VernacularTitle:柴胡皂苷A通过Wnt/β-catenin通路改变A549/DDP细胞耐药性
Author: Yi-yun HE ¹ ; Yi-nan YIN ¹ ; Hai-rong ZENG ² ; Li-li QI ¹
Author Information

1. Yueyang Hospital of Integrated Traditional Chinese and Western Medicine， Shanghai University of Traditional Chinese Medicine， Shanghai 200437， China
2. Shanghai Putuo District Central Hospital， Shanghai 200062，China
Publication Type:Research Article
Keywords: saikosaponin A （SSA）; A549/DDP cell; Wnt/β-catenin
From: Chinese Journal of Experimental Traditional Medical Formulae 2021;27(11):83-88
CountryChina
Language:Chinese
Abstract: Objective:To investigate the effect and mechanism of saikosaponin A （SSA） on the reversal of cisplatin （DDP） resistance in human lung cancer cell line A549/DDP. Methods:The resistance of A549 and A549/DDP cells to DDP and the inhibitory effects of SSA against the proliferation of A549 and A549/DDP cells were detected using cell counting kit-8 （CCK-8）. The apoptosis rates of A549/DDP cells treated with SSA or DDP or SSA combined with DDP and the changes in reactive oxygen species （ROS） were determined by flow cytometry.
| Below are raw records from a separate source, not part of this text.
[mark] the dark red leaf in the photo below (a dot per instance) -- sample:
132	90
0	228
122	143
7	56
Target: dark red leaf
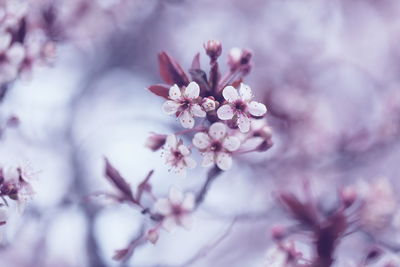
144	186
160	90
304	213
171	72
196	62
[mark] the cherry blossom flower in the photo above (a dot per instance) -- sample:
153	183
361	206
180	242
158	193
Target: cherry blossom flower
11	56
380	205
177	155
14	185
184	104
240	105
216	146
176	209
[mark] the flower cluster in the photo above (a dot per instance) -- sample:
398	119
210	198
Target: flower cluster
14	186
165	212
217	112
366	209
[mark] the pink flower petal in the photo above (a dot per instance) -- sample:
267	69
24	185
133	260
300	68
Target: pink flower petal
192	90
170	107
217	130
190	163
184	150
224	161
163	206
231	143
243	123
230	94
197	111
201	140
175	196
257	109
208	159
245	92
5	41
171	141
175	92
186	221
169	223
225	112
186	119
189	202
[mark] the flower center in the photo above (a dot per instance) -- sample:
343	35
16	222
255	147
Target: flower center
177	210
185	104
216	146
177	155
239	105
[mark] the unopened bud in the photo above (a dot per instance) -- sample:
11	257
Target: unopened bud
155	141
239	58
213	49
278	232
152	235
348	196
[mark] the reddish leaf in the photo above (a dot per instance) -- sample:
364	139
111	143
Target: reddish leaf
118	181
196	62
171	71
160	90
302	212
144	186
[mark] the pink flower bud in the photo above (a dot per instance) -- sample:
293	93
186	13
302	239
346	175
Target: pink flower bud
278	232
348	196
213	49
239	58
155	141
152	235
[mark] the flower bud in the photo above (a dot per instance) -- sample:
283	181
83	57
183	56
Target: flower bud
348	196
278	233
213	49
152	236
239	58
155	141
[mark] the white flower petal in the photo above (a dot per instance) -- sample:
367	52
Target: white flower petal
170	107
231	143
245	92
175	196
208	159
189	202
230	94
224	161
192	90
201	140
169	223
225	112
163	206
175	92
5	41
243	123
186	221
186	119
197	111
256	109
190	162
217	130
184	150
171	141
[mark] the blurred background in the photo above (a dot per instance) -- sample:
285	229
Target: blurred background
327	71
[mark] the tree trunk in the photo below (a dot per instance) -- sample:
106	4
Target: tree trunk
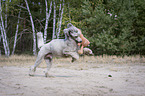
54	20
15	41
33	29
6	20
60	21
3	32
0	45
47	19
6	53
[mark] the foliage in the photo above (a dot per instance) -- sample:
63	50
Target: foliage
114	27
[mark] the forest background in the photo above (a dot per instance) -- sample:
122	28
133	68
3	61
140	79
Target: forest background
114	27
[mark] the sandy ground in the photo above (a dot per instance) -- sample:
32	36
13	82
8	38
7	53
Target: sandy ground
109	79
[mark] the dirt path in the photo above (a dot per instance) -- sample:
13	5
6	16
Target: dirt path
106	80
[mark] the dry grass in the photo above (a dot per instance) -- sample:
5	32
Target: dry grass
82	64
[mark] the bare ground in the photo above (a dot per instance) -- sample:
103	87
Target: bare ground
90	76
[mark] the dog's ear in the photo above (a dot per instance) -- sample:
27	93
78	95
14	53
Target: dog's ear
66	33
69	25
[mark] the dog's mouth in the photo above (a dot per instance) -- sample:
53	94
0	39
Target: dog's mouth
75	37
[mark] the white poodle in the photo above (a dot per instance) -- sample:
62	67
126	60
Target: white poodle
57	48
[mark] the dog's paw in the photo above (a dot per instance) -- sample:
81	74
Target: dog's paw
48	75
32	71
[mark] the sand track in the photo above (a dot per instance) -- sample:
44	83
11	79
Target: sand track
124	80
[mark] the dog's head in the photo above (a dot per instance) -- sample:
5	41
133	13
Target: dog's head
39	35
75	35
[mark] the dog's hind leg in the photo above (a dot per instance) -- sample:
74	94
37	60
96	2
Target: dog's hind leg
40	56
49	63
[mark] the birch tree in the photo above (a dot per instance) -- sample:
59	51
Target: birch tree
0	46
60	20
15	41
54	20
3	33
47	19
33	29
6	53
6	20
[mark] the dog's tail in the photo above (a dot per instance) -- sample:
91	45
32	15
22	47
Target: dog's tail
40	41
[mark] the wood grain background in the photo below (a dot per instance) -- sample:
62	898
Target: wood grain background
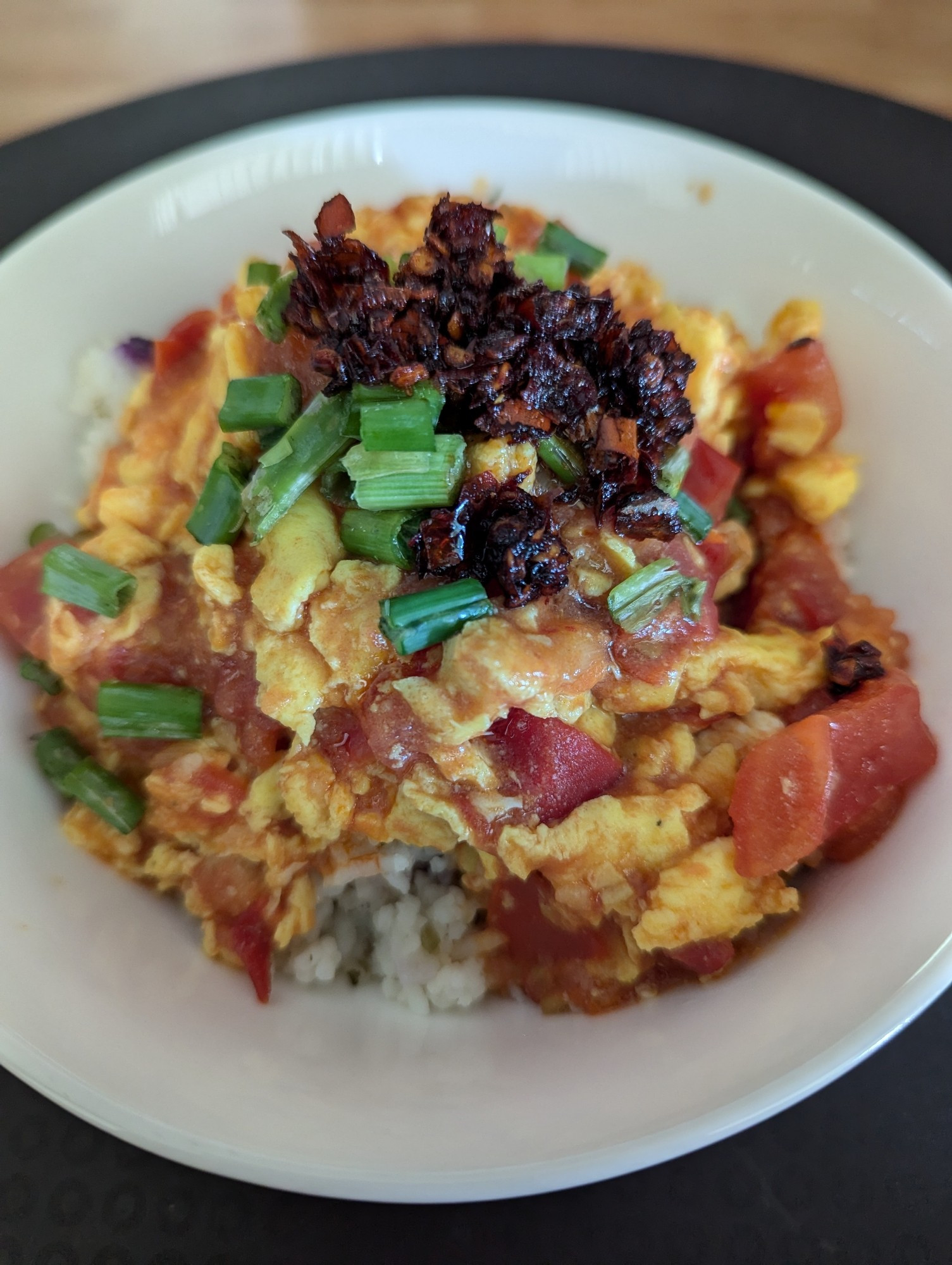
65	58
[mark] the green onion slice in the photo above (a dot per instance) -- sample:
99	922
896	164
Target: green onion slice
261	274
130	710
317	440
404	426
638	600
380	537
44	532
562	459
584	257
551	269
674	471
106	795
259	404
337	486
695	519
83	580
58	755
408	480
416	620
41	675
219	513
270	314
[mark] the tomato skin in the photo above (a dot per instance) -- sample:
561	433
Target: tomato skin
704	957
185	337
249	938
829	777
879	742
710	479
556	766
779	804
801	371
516	910
22	605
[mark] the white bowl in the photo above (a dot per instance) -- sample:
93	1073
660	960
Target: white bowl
108	1008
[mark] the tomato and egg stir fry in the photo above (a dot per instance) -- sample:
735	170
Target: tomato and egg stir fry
452	533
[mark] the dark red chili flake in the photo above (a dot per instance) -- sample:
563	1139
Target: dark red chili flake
510	359
497	533
848	666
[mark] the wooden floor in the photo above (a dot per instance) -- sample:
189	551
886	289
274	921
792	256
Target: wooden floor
64	58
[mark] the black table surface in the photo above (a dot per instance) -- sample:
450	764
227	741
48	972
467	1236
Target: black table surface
860	1173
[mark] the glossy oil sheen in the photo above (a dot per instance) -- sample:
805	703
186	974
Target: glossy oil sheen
107	1004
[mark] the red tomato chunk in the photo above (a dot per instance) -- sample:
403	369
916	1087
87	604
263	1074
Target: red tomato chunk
557	767
710	480
829	772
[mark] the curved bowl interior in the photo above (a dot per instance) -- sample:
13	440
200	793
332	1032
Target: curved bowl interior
107	1004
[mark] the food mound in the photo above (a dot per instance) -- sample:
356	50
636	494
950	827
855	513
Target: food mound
455	612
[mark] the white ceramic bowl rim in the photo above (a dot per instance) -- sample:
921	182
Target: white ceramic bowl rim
54	1076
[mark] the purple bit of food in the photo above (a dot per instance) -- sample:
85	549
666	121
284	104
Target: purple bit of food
139	352
512	359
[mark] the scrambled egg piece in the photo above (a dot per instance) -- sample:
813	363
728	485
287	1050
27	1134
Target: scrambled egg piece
589	858
504	461
426	815
293	677
636	292
820	485
345	624
85	829
720	352
300	552
703	898
213	569
319	803
503	662
799	318
734	672
794	427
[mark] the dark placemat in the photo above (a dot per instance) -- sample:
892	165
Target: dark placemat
860	1172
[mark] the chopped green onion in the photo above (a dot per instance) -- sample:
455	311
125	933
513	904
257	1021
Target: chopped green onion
270	314
674	471
261	274
58	755
317	440
83	580
41	675
130	710
562	459
691	596
695	519
398	426
408	480
551	269
413	622
276	451
638	600
737	510
219	514
106	795
44	532
584	257
384	537
257	404
337	486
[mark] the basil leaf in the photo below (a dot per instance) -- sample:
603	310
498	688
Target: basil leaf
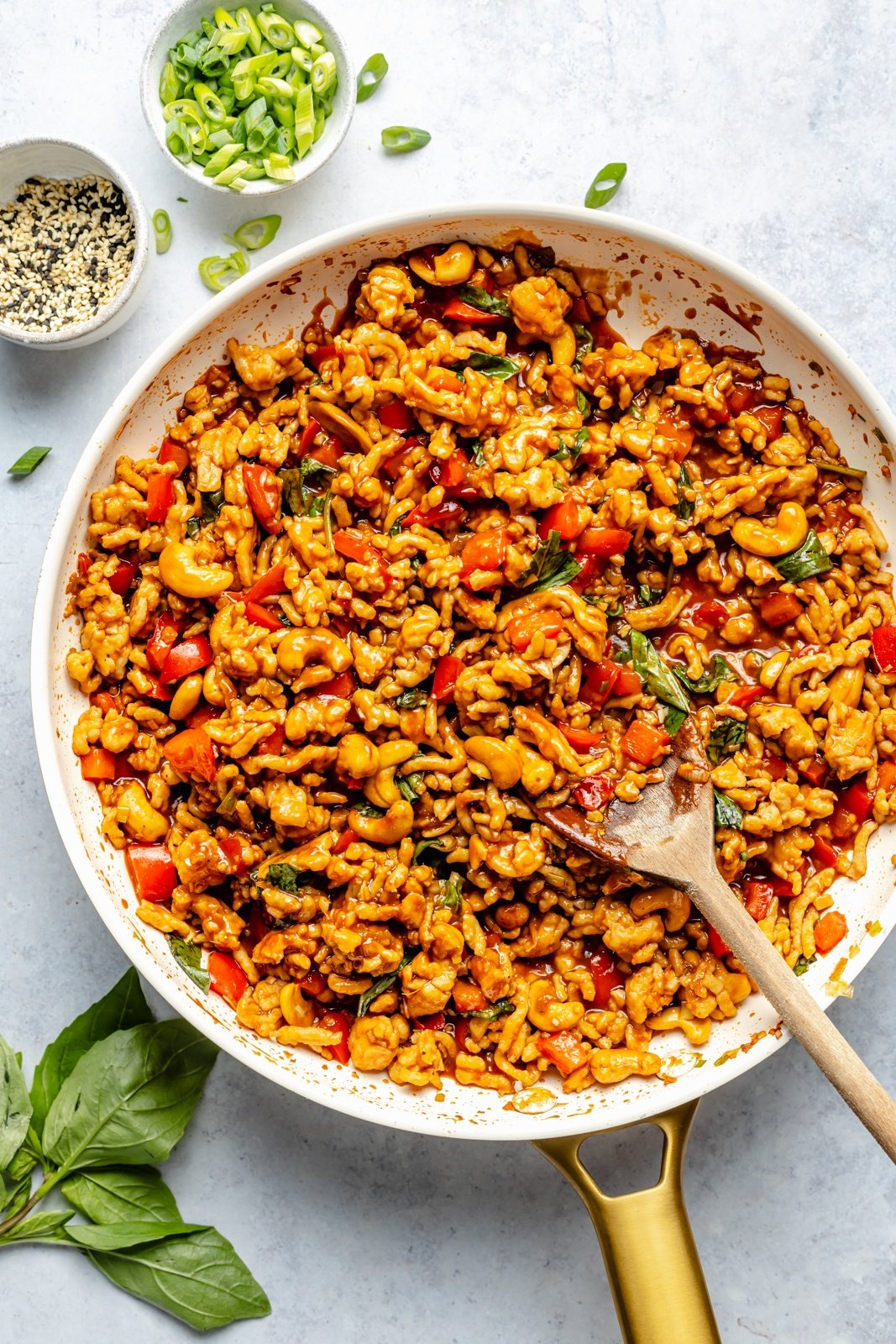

The mRNA expression levels of C-myc， B-cell lymphoma 2 （Bcl-2） and cysteinyl aspartate-specific protease-3 （Caspase-3） were detected by real-time polymerase chain reaction （Real-time PCR）， followed by the determination of β-catenin transcriptional activity using the TopFish dual-luciferase reporter assay system and the measurement of β-catenin protein expression in A549/DDP cells by Western blot. Results:The results of CCK-8 assay showed that the DDP resistance of A549/DDP cells was 12.82 times that of A549 cells （P<0.05）. SSA inhibited the viability of A549 cells with the half maximal inhibitory concentration （IC₅₀） being 34.9 μmol·L^-1， and also suppressed the viability of A549/DDP cells in a concentration-dependent manner. Since the inhibition rate of 20 μmol/L SSA against A549/DDP cells was less than 10%， the reversal concentration was set at 20 μmol/L. Flow cytometry revealed that compared with the control， DDP alone increased the apoptosis rate of A549/DDP cells （P<0.05）， stimulated the accumulation of intracellular ROS （P<0.05）， down-regulated the mRNA expression levels of C-myc and Bcl-2 in A549/DDP cells， up-regulated Caspase-3 mRNA expression， and reduced the transcriptional activity of β-catenin （P<0.05）. Compared with the DDP group， the SSA+DDP group exhibited obviously increased apoptosis of A549/DDP cells， enhanced accumulation of intracellular ROS， down-regulated C-myc and Bcl-2 mRNA expression， up-regulated Caspase-3 mRNA expression （P<0.05）， and weakened β-catenin transcription （P<0.05）. DDP combined with SSA better decreased the β-catenin protein expression in contrast to that of control or DDP （P<0.05）. Conclusions:SSA enhances the sensitivity of A549/DDP cells to DDP possibly by inhibiting the activation of Wnt/β-catenin pathway.